9. Acuity Risk Management: Background & Rajakovich’s Journey
- [16:34]
- Acuity was founded over 20 years ago by "world class experts" in cyber GRC.
- Evolved from consultancy to software company with deployments in both public and private sectors.
- Rajakovich previously co-founded Skill Dynamics (education technology), steering it through two private equity exits before joining Acuity in late 2024.
- Acuity is now publicly traded on the AIM stock exchange.
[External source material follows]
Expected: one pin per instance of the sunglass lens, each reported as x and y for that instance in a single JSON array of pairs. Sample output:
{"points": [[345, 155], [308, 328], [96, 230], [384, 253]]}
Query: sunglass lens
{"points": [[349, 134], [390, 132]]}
Notable Quotes & Memorable Moments
-
On Evolving Board Priorities:
- “Risk has become a strategic enabler. It's not just a cost center.” – David Rajakovich [02:47]
-
On Evidence-Based Security:
- “It's no longer enough to have a policy about something, but it's actually seeing data coming in and being able to interpret that data and understanding where we are.” – Rajakovich [02:11]
-
On AI and Governance:
- “If you're not using AI, you're going to be left behind... The question is do you have some sort of AI governance framework in place that allows you to make decisions on what you allow users to use?” – Rajakovich [04:54]
-
On Continuous Risk Monitoring:
- “Continuous monitoring... allows you to focus resources on what matters right now.” – Rajakovich [10:21]
-
On Third Party Risk:
- “Third party involvement in breaches has doubled, rising from 15% to nearly 30%... There’s a growing recognition that we not only need to manage our internal vulnerabilities and risks, but also those of our suppliers...” – Rajakovich [07:34]
-
On Prioritization:
- “You'll focus on those vulnerabilities that impact your most critical business services or those most critical systems. You'll also focus your third party risk management…” – Rajakovich [15:02]
Important Timestamps
| Timestamp | Topic / Quote | |-----------|---------------| | 01:00 | Rajakovich introduction, what Acuity does | | 01:52 | CEO/board shifts, link between breaches and share price | | 04:52 | Dichotomy of tech risk and AI, need for AI governance | | 06:01 | Peer benchmarking and risk | | 07:30 | Underestimated risks: third-party risk, need for continuous monitoring | | 09:38 | Continuous risk intelligence and real-time monitoring | | 11:38 | AI’s impact, risk frameworks, AI bill of materials | | 14:01 | Key steps all businesses should take for better risk posture | | 16:34 | Acuity Risk Management and Rajakovich’s background |
Tone
The conversation is thoughtful, pragmatic, and refreshingly transparent about the challenges faced by business leaders in the cybersecurity space. Rajakovich’s approach is earnest, practical, and grounded in real-world examples, while Scott Becker maintains a journalistic yet approachable style.
Summary Takeaways
Cyber risk is a boardroom issue and strategic enabler in 2026.
Evidence-based, continuously updated intelligence—powered increasingly by AI—is replacing legacy approaches, and targeted action on the most critical systems and relationships has become the gold standard. For executives looking to future-proof their organizations, the clear mandate is: move beyond one-off audits, manage third-party risks, adopt a governance-first approach to AI, and focus resources where the business is most vulnerable.